I think this is why I generally stay away from literature, and instead am more comfortable in the realm of popular fiction and nonfiction. It’s not that I don’t like good writing, it’s that I find it distracting and intimidating.
But there is truth, here. The truth of love untethered – unconstrained by the boundaries of maturity and friendship. Anthony and Gloria aren’t right for one another, but they are irrevocably drawn to each other. This book is about how that passion burns itself out, and how the torment of a long slide towards apathy leaves them as faded shadows of their former selves.
The Beautiful and Damned isn’t some paean to Jazz Age excess, it’s a lament to two imposters who see themselves as privileged members of the elite, while actually being relatively poor, indolent alcoholics who can’t let go of the past. According to the Wikipedia article on this book, critic James West claims this book is about “vocation — what does one do with oneself when one has nothing to do? Fitzgerald presents Gloria as a woman whose vocation is nothing more than to catch a husband. After her marriage to Anthony, Gloria’s sole vocation is to slide into indulgence and indolence, while her husband’s sole vocation is to wait for his inheritance, during which time he slides into depression and alcoholism.” I think this is largely correct – except I don’t think Gloria’s vocation was to get married. I think her vocation was to be loved, and to be who she was without being constrained by the expectations of men or society. She didn’t really exhibit “marriage” as a goal early on, and she actually seemed disinterested in Anthony, at times.
Which is what really drew me in. The back and forth between Gloria and Anthony – him chasing her, her allowing him to catch her before expressing disinterest – was what cemented this as something more than I had expected. There were so many parts of this book that reminded me of relationships I’ve had, and these bittersweet recollections gave the story a level of pathos that I don’t think I would’ve felt otherwise. I loved this book because so much of it rang absolutely true to me. Which I think can only be true after experiencing enough of the currents of life to see how they often don’t drift the way you’d like them to. It’s the inevitability of failed expectation that touches my soul, here, and the disappointment that both Gloria and Anthony find in both themselves and one another.
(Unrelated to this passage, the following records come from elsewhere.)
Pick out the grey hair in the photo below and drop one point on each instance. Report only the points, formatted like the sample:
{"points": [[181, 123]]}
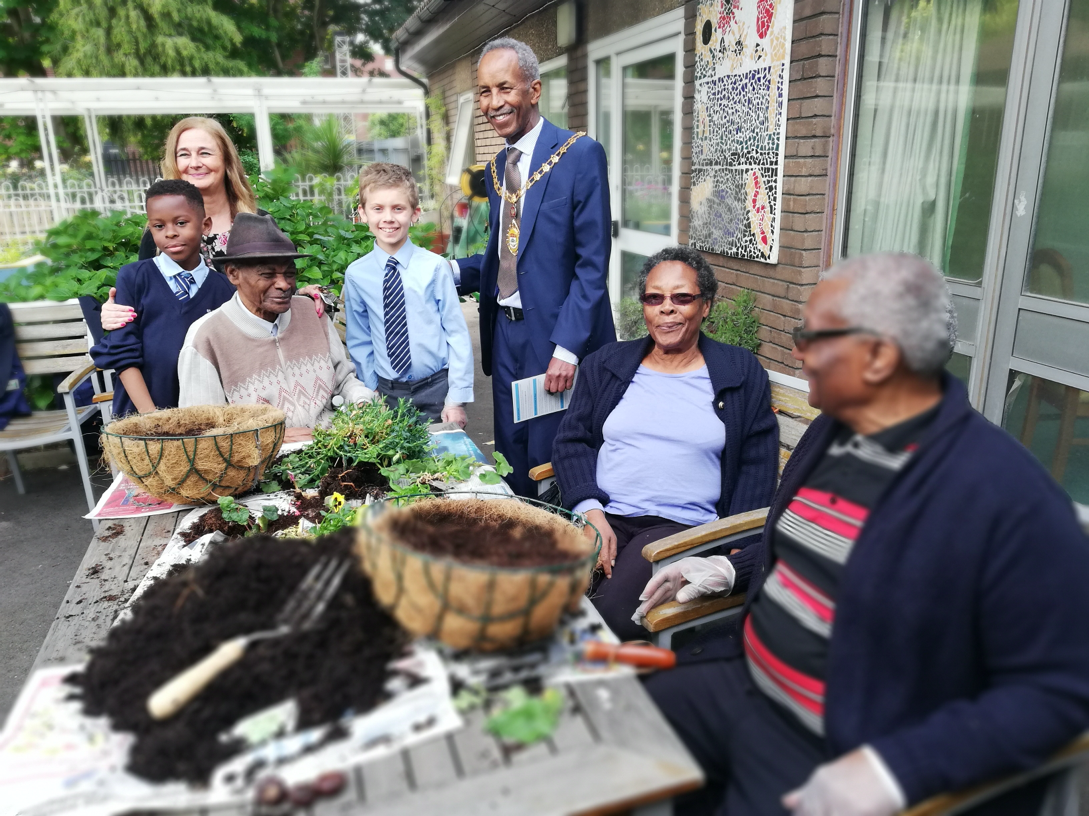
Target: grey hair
{"points": [[903, 297], [693, 259], [527, 60]]}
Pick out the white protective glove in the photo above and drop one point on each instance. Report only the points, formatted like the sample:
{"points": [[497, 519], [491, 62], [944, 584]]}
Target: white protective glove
{"points": [[858, 783], [686, 580]]}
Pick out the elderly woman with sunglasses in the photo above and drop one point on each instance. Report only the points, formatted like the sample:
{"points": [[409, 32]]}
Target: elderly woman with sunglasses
{"points": [[664, 434]]}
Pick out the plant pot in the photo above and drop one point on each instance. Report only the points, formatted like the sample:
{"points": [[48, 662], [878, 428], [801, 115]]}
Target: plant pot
{"points": [[470, 605], [194, 455]]}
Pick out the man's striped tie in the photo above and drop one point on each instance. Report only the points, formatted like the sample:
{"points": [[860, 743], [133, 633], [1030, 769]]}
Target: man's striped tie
{"points": [[186, 282], [396, 324]]}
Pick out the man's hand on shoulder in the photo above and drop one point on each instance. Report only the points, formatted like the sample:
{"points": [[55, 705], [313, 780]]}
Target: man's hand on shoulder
{"points": [[560, 376]]}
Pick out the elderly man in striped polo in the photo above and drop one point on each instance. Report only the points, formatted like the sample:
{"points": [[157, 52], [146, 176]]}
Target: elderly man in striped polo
{"points": [[919, 624]]}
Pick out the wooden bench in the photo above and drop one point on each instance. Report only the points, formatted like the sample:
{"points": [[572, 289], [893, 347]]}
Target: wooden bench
{"points": [[51, 338]]}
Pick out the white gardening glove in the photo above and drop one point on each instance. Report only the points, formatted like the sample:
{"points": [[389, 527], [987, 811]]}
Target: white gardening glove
{"points": [[856, 784], [686, 580]]}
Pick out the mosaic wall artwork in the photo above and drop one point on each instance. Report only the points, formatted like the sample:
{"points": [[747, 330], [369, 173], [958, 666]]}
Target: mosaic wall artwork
{"points": [[743, 60]]}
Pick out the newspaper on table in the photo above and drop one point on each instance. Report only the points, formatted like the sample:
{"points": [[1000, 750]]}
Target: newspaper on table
{"points": [[54, 760], [531, 400], [124, 499]]}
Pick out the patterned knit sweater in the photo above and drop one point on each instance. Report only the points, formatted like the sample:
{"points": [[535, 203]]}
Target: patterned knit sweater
{"points": [[228, 357]]}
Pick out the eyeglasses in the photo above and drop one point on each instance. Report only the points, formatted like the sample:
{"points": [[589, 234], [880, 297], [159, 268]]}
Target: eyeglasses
{"points": [[677, 299], [803, 337]]}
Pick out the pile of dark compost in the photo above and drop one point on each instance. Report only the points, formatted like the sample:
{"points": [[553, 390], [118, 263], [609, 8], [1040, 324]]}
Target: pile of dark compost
{"points": [[213, 521], [457, 530], [340, 666]]}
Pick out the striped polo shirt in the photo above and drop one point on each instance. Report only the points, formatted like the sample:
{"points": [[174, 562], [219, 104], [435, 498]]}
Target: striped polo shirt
{"points": [[787, 630]]}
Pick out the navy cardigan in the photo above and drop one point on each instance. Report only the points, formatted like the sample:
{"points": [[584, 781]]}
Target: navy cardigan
{"points": [[742, 401], [961, 648]]}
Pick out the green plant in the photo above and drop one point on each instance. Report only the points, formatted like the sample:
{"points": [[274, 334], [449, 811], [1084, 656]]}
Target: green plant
{"points": [[85, 253], [437, 150], [525, 719], [236, 513], [629, 321], [340, 514], [325, 148], [735, 323], [368, 433]]}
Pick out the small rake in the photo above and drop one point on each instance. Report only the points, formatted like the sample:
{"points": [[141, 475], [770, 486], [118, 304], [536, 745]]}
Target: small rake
{"points": [[302, 611]]}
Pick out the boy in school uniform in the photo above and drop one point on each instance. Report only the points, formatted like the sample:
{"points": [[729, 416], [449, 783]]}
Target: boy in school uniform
{"points": [[169, 292], [405, 330]]}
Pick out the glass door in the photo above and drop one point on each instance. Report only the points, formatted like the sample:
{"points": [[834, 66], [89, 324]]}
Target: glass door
{"points": [[931, 86], [636, 114], [1038, 387]]}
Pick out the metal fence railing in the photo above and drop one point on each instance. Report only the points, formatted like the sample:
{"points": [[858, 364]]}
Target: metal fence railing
{"points": [[26, 210]]}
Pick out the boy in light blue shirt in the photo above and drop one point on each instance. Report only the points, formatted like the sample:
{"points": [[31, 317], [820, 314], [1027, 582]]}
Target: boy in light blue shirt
{"points": [[405, 330]]}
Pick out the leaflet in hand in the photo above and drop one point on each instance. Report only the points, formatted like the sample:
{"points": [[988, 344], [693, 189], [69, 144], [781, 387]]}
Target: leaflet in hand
{"points": [[530, 399]]}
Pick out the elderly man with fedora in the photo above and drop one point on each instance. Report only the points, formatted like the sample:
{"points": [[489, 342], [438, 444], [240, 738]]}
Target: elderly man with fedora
{"points": [[265, 345], [919, 621]]}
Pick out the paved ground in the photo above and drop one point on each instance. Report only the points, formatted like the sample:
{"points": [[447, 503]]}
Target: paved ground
{"points": [[43, 539]]}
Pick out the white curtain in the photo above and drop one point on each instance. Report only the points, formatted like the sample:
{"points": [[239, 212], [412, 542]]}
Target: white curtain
{"points": [[917, 81]]}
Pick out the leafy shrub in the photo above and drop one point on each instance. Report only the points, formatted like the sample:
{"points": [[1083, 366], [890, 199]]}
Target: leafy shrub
{"points": [[734, 323], [86, 251], [729, 323]]}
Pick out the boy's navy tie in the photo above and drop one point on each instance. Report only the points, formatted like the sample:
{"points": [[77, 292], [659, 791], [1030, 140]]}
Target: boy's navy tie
{"points": [[396, 323], [187, 282]]}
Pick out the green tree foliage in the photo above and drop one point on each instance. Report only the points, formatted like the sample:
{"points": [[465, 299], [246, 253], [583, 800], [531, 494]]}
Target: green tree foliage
{"points": [[390, 125], [27, 36], [325, 150], [146, 38]]}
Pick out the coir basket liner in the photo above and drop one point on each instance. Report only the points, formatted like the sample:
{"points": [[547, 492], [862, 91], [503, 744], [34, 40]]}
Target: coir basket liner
{"points": [[196, 454], [467, 604]]}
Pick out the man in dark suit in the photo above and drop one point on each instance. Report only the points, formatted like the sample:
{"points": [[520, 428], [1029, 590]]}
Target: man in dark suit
{"points": [[543, 302]]}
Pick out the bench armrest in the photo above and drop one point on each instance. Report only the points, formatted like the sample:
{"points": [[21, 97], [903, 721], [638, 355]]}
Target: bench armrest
{"points": [[541, 472], [73, 380], [706, 536]]}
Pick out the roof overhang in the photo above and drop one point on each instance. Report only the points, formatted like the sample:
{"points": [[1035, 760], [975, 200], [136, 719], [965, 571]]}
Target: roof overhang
{"points": [[207, 95], [440, 32]]}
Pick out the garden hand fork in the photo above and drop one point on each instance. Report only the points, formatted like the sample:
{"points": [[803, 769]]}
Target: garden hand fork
{"points": [[301, 612]]}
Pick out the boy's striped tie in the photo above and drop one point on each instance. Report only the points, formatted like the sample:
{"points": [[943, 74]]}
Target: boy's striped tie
{"points": [[396, 323], [187, 282]]}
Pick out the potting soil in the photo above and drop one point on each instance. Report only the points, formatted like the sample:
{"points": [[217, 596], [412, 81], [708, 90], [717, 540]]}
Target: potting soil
{"points": [[240, 588], [478, 533]]}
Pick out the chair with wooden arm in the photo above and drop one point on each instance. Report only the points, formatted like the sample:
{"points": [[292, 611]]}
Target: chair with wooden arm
{"points": [[1063, 792]]}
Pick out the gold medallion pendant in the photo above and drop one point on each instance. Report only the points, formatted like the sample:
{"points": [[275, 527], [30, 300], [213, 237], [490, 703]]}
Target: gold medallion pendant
{"points": [[512, 238]]}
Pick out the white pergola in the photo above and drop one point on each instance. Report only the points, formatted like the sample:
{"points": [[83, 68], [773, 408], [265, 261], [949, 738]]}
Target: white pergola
{"points": [[90, 98]]}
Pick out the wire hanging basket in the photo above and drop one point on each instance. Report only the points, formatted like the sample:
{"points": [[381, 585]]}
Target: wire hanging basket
{"points": [[194, 455], [469, 605]]}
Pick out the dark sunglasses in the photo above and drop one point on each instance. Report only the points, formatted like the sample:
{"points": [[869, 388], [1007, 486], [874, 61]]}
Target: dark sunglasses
{"points": [[803, 337], [677, 299]]}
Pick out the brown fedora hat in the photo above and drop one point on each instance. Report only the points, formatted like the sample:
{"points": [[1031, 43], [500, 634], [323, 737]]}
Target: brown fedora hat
{"points": [[257, 238]]}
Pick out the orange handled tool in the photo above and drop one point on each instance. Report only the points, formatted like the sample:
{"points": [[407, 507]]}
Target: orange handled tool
{"points": [[650, 657]]}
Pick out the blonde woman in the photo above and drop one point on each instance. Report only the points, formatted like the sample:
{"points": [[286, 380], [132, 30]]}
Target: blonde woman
{"points": [[198, 150]]}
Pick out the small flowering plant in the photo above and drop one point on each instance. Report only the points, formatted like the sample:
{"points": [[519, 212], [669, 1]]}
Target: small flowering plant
{"points": [[338, 515]]}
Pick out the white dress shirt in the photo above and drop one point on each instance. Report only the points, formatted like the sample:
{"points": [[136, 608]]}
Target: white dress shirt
{"points": [[170, 269]]}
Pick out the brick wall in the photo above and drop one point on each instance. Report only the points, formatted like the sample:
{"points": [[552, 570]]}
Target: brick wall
{"points": [[782, 289]]}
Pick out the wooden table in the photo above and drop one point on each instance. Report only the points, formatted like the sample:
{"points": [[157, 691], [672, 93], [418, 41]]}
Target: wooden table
{"points": [[612, 751]]}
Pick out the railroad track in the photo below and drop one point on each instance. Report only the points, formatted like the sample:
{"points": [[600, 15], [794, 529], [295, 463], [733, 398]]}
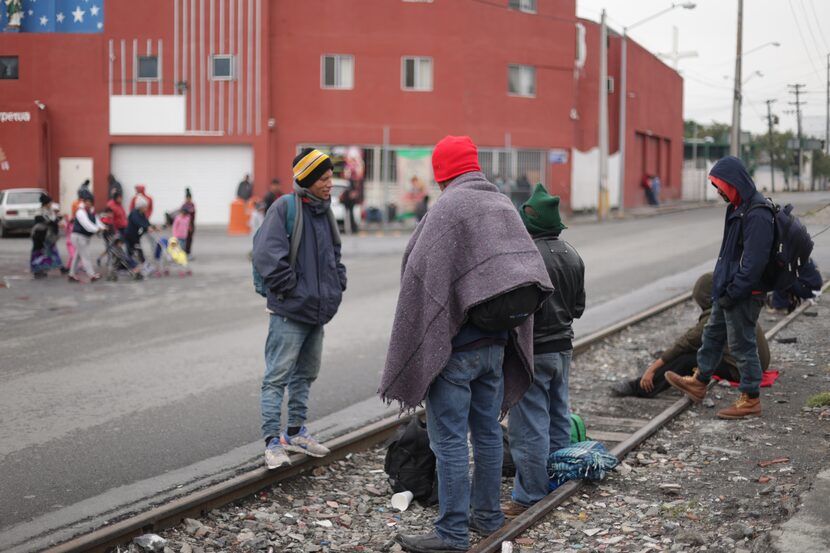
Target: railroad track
{"points": [[625, 433]]}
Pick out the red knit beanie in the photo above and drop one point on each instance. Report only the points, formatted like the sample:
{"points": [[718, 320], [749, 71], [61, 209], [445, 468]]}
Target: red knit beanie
{"points": [[453, 156]]}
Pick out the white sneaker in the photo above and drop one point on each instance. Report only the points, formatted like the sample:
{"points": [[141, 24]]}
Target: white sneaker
{"points": [[275, 455], [302, 442]]}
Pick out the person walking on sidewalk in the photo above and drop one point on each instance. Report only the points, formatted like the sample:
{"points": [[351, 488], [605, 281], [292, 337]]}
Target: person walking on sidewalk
{"points": [[83, 229], [302, 297], [737, 291], [469, 251], [541, 423]]}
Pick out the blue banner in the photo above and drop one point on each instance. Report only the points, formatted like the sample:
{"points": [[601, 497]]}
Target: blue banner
{"points": [[58, 16]]}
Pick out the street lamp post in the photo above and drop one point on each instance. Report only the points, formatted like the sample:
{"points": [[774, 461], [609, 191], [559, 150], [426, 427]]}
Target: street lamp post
{"points": [[624, 91]]}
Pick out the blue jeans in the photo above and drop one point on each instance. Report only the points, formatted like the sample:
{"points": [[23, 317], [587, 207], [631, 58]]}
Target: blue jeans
{"points": [[467, 394], [540, 424], [736, 327], [292, 359]]}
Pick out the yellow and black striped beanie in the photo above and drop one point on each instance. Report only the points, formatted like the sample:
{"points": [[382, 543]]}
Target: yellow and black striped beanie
{"points": [[310, 165]]}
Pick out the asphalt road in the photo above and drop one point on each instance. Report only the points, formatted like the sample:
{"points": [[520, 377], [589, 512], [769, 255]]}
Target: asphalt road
{"points": [[111, 383]]}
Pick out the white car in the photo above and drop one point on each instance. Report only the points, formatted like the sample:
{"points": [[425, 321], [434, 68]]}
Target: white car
{"points": [[337, 188], [18, 207]]}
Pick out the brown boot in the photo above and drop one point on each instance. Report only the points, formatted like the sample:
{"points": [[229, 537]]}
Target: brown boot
{"points": [[689, 385], [744, 407]]}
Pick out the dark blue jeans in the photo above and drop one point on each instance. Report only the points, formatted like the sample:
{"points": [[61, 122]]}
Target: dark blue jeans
{"points": [[540, 424], [467, 395], [293, 352], [734, 326]]}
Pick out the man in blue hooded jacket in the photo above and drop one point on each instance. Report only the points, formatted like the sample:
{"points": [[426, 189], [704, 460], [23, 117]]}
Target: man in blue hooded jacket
{"points": [[737, 291], [302, 297]]}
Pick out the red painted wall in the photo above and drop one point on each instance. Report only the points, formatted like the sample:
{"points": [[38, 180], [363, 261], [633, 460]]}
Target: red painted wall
{"points": [[471, 44]]}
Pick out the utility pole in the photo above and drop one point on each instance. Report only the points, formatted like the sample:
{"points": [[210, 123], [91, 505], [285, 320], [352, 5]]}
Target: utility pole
{"points": [[602, 205], [771, 146], [735, 138], [796, 89]]}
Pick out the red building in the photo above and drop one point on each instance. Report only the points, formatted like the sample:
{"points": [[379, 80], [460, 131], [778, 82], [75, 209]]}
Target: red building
{"points": [[197, 93]]}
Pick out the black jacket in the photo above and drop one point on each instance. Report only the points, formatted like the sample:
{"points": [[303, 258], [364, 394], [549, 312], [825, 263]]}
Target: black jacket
{"points": [[552, 329]]}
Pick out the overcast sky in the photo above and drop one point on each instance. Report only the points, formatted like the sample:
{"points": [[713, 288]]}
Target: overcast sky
{"points": [[802, 27]]}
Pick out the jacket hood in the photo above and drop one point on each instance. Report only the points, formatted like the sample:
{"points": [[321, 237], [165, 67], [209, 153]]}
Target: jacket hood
{"points": [[702, 292], [731, 171]]}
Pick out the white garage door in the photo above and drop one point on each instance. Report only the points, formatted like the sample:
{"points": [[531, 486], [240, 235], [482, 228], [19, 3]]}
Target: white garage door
{"points": [[211, 172]]}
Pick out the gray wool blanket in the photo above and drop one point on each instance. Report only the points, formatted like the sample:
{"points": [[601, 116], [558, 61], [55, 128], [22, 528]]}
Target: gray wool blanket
{"points": [[470, 247]]}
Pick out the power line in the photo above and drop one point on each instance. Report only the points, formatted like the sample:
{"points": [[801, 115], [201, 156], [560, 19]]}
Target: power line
{"points": [[816, 19], [797, 90], [803, 42]]}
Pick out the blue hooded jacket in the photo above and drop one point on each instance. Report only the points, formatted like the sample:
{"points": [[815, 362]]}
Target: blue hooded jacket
{"points": [[740, 265], [311, 291]]}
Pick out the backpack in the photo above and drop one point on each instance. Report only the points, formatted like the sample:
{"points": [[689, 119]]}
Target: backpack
{"points": [[507, 310], [290, 221], [791, 246], [410, 463]]}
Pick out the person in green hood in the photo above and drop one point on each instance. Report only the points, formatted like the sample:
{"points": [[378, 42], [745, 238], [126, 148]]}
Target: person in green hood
{"points": [[681, 357], [540, 422]]}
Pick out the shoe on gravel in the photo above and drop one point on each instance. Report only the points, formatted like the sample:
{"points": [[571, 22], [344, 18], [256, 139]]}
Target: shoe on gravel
{"points": [[428, 543], [275, 455], [302, 442], [689, 385], [512, 509], [624, 388], [744, 407]]}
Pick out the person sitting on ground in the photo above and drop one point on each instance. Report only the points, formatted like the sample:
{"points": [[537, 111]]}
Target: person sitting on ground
{"points": [[806, 286], [541, 422], [681, 357], [738, 291]]}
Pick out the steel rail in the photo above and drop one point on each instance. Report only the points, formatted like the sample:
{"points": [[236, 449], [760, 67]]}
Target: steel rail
{"points": [[536, 512], [198, 503]]}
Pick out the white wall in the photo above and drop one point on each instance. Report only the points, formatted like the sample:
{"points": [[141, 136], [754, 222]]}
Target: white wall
{"points": [[143, 115], [585, 179], [211, 172]]}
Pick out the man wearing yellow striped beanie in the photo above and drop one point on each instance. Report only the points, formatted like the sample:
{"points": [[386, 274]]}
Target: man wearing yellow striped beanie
{"points": [[297, 253]]}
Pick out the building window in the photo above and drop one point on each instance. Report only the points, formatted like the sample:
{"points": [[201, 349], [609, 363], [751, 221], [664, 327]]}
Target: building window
{"points": [[527, 6], [416, 74], [148, 68], [337, 71], [521, 80], [8, 67], [222, 67]]}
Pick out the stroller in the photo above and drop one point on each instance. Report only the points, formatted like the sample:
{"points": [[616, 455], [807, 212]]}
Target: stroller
{"points": [[167, 253], [115, 256]]}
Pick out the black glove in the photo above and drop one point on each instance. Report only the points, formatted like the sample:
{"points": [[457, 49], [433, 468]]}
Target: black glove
{"points": [[726, 302]]}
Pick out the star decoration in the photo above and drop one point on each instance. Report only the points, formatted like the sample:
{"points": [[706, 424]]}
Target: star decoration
{"points": [[78, 15]]}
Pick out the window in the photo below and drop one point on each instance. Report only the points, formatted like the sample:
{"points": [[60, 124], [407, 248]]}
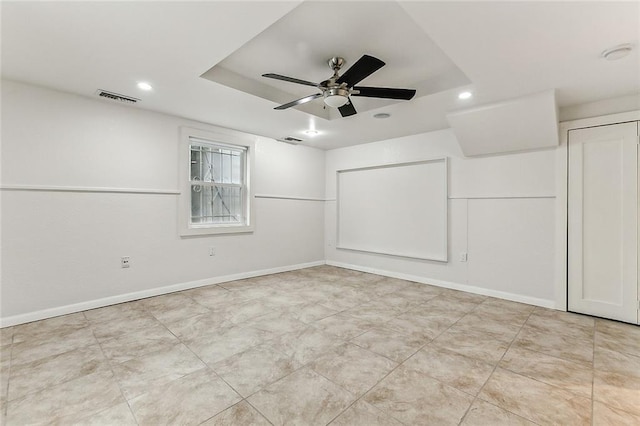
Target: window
{"points": [[215, 194]]}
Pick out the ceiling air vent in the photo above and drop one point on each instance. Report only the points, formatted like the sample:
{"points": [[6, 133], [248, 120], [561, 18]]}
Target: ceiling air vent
{"points": [[116, 97], [291, 140]]}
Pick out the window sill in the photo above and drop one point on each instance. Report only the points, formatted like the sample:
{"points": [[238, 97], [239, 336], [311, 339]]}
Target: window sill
{"points": [[216, 230]]}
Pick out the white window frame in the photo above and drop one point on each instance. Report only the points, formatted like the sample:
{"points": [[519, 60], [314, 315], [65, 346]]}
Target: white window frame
{"points": [[215, 138]]}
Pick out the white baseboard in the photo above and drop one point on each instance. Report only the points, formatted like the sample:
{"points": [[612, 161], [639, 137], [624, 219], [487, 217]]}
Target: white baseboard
{"points": [[451, 285], [128, 297]]}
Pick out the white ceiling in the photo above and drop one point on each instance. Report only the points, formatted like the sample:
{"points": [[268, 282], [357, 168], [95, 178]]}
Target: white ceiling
{"points": [[505, 49], [294, 47]]}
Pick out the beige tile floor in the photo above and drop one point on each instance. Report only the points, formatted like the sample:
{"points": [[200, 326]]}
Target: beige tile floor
{"points": [[321, 346]]}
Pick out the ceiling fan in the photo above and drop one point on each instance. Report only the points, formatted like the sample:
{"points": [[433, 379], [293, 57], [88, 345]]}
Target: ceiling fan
{"points": [[337, 89]]}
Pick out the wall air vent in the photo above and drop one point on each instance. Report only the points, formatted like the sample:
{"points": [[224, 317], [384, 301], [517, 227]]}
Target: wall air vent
{"points": [[290, 139], [116, 97]]}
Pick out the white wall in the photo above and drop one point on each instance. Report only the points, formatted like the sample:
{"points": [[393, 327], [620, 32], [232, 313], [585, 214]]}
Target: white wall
{"points": [[61, 250], [501, 212]]}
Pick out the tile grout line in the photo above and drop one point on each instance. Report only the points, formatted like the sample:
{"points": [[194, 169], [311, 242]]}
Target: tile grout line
{"points": [[392, 370], [208, 367], [115, 378], [493, 371], [593, 370]]}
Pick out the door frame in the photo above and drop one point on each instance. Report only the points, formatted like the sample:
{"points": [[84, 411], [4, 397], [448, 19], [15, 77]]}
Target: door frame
{"points": [[562, 200]]}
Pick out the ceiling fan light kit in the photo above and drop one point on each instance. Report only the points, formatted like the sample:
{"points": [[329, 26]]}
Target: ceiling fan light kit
{"points": [[337, 90], [335, 98]]}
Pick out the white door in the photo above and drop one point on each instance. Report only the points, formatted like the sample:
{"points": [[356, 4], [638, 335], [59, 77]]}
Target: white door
{"points": [[603, 221]]}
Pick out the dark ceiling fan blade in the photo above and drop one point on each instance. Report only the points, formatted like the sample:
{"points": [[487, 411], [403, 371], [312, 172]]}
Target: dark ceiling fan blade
{"points": [[289, 79], [384, 92], [347, 109], [299, 101], [362, 69]]}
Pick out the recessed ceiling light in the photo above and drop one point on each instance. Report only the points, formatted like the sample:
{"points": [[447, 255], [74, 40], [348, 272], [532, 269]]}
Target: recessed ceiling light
{"points": [[144, 86], [617, 52]]}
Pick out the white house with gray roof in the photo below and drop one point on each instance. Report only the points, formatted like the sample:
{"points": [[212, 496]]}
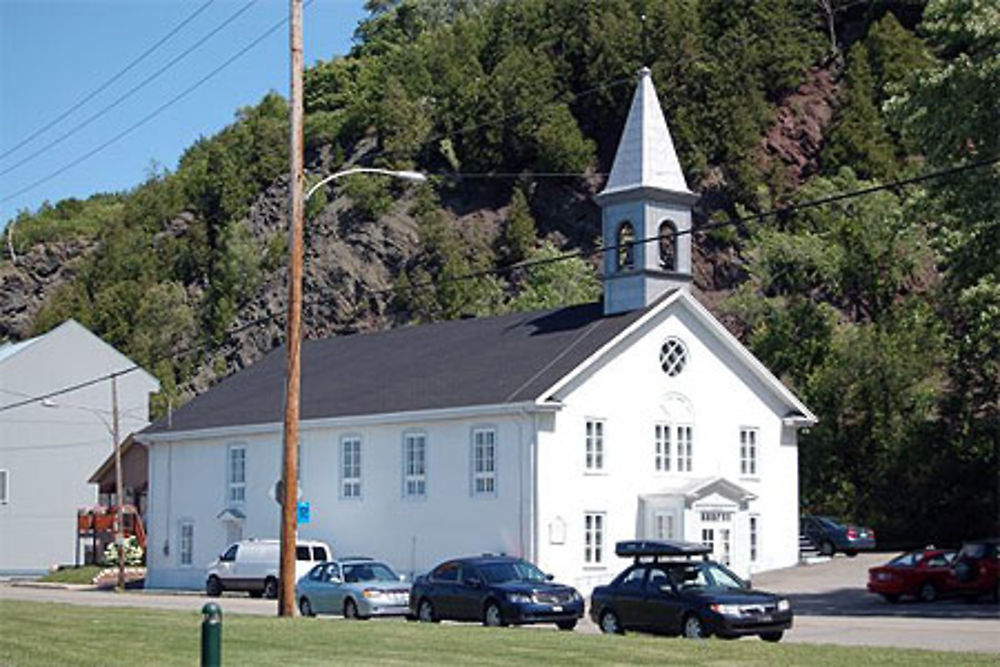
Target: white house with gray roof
{"points": [[548, 435], [48, 449]]}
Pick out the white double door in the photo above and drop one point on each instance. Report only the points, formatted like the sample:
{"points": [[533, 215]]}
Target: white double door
{"points": [[717, 533]]}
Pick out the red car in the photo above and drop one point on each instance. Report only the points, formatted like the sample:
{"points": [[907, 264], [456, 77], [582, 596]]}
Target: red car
{"points": [[923, 573]]}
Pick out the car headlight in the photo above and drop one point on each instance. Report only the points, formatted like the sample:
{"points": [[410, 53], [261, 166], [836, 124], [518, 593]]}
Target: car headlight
{"points": [[726, 609]]}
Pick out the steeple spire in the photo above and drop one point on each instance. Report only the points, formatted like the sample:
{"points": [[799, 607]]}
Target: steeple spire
{"points": [[646, 156], [646, 197]]}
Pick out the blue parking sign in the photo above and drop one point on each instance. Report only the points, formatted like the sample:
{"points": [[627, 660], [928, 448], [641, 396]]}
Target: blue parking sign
{"points": [[303, 512]]}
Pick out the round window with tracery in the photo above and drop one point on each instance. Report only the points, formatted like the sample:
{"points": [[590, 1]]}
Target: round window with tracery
{"points": [[673, 356]]}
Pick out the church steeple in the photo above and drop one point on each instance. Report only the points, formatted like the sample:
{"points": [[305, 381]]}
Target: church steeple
{"points": [[646, 196]]}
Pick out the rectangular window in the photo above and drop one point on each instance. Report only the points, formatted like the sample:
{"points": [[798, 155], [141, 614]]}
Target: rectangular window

The beauty of this novel, for me, lies in the missteps and disconnect between Gloria and Anthony. It is the moments when their love isn’t enough to sustain them that I recognized the timeless brilliance of the book.
This book exemplifies what I love so much about art. It was published a century ago – and I just discovered it. There is so much brilliance in the world – and it’s never too late to experience it for the first time. I “discovered” Moby Dick a few years ago, and I still regard it as one of the best books I’ve ever read. I “discovered” Crime and Punishment when I was 14, and it got me into reading. There is real timelessness in art, and there’s no expiration date for when it will impact you.
I’ve known Gloria’s in my life. I was too bewildered by their mystery, or I didn’t know how to handle their independence – whatever the reason, I never became their Anthony. For that, I am eternally grateful, because this isn’t a healthy relationship. Though I’ve never been abusive, or an alcoholic, and I think I’ve always encouraged my partners to pursue whatever paths their interests might take them – I recognize the despair and confusion of their courtship. This was, in a way, a very personal read for me.
And the truly mesmerizing thing about this novel is knowing that much of it was based off of Scott’s marriage to Zelda. I wouldn’t have been able to tell you much about Scott and Zelda Fitzgerald prior to reading this – but I’ve become a little obsessed since. Zelda Fitzgerald is an absolutely amazing person, and I won’t be surprised if I seek out a biography in the future. I’m tempted to read her book (Save Me the Waltz, but it seems as though her writing may be a tad indulgent – and she wasn’t in a good place when she wrote it).
To some degree, there’s a perversity in the reveling in the misery of others. With that said, it was hard to not pick up The Great Gatsby before finishing this book. But I don’t know how I’ll be able to read anything else after this.